Yeah Yeah Yeahs were an integral part of defining the early 2000s, and ‘Maps’ has taken on a life of its own since being released in 2003 as part of their debut album, Fever To Tell, much to the bemusement of Karen O herself.
The group were at the epicentre of the Meet Me In The Bathroom era of New York after forming in 2000, and there was no place better to be for an emerging band than the Big Apple. It didn’t take them long to start building a reputation and become one of the most fashionable acts in NYC.
Long before they released their debut album, Yeah Yeah Yeahs had started supporting the likes of The Strokes and The White Stripes before sharing their self-titled EP in 2001.
Following the light on the city, labels were desperate to discover the next big thing from New York, and Yeah Yeah Yeahs lived up to the mighty expectations rested on their shoulders from the industry.
Interestingly, they turned down offers from major labels and instead chose to self-finance their debut rather than accepting a lucrative contract.
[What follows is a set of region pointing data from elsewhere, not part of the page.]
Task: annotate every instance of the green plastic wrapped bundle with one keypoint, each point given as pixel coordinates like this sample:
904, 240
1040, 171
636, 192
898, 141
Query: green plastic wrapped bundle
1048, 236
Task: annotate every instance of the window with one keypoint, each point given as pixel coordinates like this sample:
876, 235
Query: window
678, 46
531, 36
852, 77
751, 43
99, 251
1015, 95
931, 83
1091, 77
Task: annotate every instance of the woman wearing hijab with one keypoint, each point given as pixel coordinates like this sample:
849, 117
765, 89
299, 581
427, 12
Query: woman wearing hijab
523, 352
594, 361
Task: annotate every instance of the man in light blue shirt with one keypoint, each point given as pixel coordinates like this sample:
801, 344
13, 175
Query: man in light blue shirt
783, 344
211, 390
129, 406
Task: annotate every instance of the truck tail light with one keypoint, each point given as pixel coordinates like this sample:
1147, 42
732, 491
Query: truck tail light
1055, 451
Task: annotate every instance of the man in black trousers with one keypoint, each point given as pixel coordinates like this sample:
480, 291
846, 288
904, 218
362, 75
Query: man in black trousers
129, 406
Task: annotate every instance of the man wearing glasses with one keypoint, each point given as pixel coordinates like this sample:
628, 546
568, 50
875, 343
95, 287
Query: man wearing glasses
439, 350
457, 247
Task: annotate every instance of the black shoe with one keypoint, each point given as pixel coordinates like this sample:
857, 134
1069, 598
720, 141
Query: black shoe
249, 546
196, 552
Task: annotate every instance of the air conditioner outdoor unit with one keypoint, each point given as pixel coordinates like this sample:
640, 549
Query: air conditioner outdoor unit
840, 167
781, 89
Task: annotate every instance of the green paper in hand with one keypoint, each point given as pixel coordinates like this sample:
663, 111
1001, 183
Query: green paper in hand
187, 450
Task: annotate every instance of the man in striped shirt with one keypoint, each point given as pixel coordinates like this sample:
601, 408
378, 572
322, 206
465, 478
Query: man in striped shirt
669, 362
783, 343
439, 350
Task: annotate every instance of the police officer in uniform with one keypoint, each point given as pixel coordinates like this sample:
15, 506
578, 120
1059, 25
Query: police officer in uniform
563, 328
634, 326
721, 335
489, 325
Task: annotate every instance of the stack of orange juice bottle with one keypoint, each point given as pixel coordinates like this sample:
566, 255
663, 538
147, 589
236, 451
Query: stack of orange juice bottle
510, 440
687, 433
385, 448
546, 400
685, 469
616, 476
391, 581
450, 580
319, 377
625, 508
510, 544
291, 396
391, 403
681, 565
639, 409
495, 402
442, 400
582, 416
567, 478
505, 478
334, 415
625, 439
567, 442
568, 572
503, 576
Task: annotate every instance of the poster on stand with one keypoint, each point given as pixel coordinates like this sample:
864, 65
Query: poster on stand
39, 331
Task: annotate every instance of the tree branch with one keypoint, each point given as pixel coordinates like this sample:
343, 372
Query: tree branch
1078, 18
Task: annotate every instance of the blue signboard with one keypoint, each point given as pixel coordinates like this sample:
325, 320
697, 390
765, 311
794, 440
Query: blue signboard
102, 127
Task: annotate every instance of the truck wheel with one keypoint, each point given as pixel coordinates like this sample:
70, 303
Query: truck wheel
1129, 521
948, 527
This brave decision meant Yeah Yeah Yeahs couldn’t be dictated to, and their first offering would be on their own terms.
‘Maps’ was elected as the third single from Fever To Tell and quickly became a hit on alternative radio. As the years have gone on, the track’s magic has only grown, and their opus has proved to be a love song for the ages.
The effort has been covered by esteemed artists such as Arcade Fire, The White Stripes, and Anderson .Paak, but Karen O can’t comprehend why people have taken ‘Maps’ so strongly to their hearts. Speaking on BBC Radio 6’s The First Time with Matt Everitt in 2019, O explained: “I’m fascinated by it, I really am.”
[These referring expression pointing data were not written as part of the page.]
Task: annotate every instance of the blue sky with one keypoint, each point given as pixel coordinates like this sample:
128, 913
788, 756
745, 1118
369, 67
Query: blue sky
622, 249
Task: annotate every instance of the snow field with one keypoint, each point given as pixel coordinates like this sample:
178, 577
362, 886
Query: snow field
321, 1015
The frontwomen continued: “I’m endlessly curious about that song because it’s just strange to me. It was one of the earliest songs that we wrote for the [first] record. I remember it was like a daydream making that song; it just happened so kinda effortlessly and so incidentally.”
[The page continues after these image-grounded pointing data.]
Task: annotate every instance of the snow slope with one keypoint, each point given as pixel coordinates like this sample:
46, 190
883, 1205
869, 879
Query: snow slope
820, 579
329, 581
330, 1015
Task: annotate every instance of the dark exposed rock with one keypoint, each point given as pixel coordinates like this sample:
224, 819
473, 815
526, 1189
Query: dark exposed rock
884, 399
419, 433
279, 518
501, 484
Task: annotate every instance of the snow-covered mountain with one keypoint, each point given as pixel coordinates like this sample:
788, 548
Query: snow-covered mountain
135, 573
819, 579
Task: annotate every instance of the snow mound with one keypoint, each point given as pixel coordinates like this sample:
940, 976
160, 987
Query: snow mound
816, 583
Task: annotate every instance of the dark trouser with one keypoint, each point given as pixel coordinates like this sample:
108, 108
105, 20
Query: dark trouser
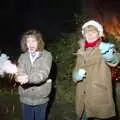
37, 112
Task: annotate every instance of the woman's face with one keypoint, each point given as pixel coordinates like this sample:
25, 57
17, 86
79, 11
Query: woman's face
91, 35
32, 44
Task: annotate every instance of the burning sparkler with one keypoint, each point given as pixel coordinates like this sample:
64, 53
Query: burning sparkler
6, 66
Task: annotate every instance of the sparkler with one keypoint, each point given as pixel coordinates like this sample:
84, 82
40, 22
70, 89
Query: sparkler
6, 66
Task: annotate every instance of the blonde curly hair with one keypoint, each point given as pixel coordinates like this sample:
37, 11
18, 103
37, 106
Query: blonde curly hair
33, 33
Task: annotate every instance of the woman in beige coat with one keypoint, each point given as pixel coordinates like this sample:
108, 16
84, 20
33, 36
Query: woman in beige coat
92, 74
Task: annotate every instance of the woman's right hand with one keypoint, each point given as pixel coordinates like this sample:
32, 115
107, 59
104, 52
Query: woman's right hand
22, 79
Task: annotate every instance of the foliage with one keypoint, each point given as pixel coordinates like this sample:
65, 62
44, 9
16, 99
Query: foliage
63, 105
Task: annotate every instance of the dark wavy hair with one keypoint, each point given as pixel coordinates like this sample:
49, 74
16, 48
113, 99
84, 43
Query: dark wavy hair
33, 33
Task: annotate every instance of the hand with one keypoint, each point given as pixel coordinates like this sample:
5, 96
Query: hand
109, 55
22, 79
78, 75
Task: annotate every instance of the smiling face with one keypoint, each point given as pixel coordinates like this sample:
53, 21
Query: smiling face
32, 44
91, 33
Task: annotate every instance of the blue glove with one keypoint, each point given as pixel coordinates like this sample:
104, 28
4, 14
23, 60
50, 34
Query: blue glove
107, 51
78, 75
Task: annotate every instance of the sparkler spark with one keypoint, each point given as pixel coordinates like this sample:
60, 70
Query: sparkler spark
6, 66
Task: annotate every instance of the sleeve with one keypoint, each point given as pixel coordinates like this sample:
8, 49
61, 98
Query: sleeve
42, 73
109, 54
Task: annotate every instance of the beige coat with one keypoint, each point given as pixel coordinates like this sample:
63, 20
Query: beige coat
94, 93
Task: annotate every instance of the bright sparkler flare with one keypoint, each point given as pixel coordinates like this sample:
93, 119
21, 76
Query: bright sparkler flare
6, 66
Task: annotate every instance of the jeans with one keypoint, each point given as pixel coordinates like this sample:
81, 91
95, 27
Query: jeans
37, 112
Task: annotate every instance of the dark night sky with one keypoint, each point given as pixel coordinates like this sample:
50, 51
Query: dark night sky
50, 16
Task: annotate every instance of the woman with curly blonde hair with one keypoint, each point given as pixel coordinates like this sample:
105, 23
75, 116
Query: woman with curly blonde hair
33, 70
In the same interview, O also revealed how ‘Maps’ was born out of a sample made by guitarist Nick Zinner which quickly morphed into the full track. “I was walking past his door, I heard the sample and came in and I was like, ‘What is that?’ And then five minutes later I was singing basically the lyrics to it and then it was there. It was like one of those songs that wrote itself in like five minutes.”
She added: “And then yeah, it’s done pretty well for itself since then [Laughs]. It’s a love song, and there’s just not a lot of bands that have one of their biggest songs as a love song. So I’m pretty stoked about that, too.”
Five minutes of inspiration was all Karen O needed to write her masterpiece, and the track will remain synonymous with her forever. The raw emotion she poured from her heart into the song is authentic, which you feel as a listener, and that alone explains the unlikely mass appeal of Yeah Yeahs’ finest hour.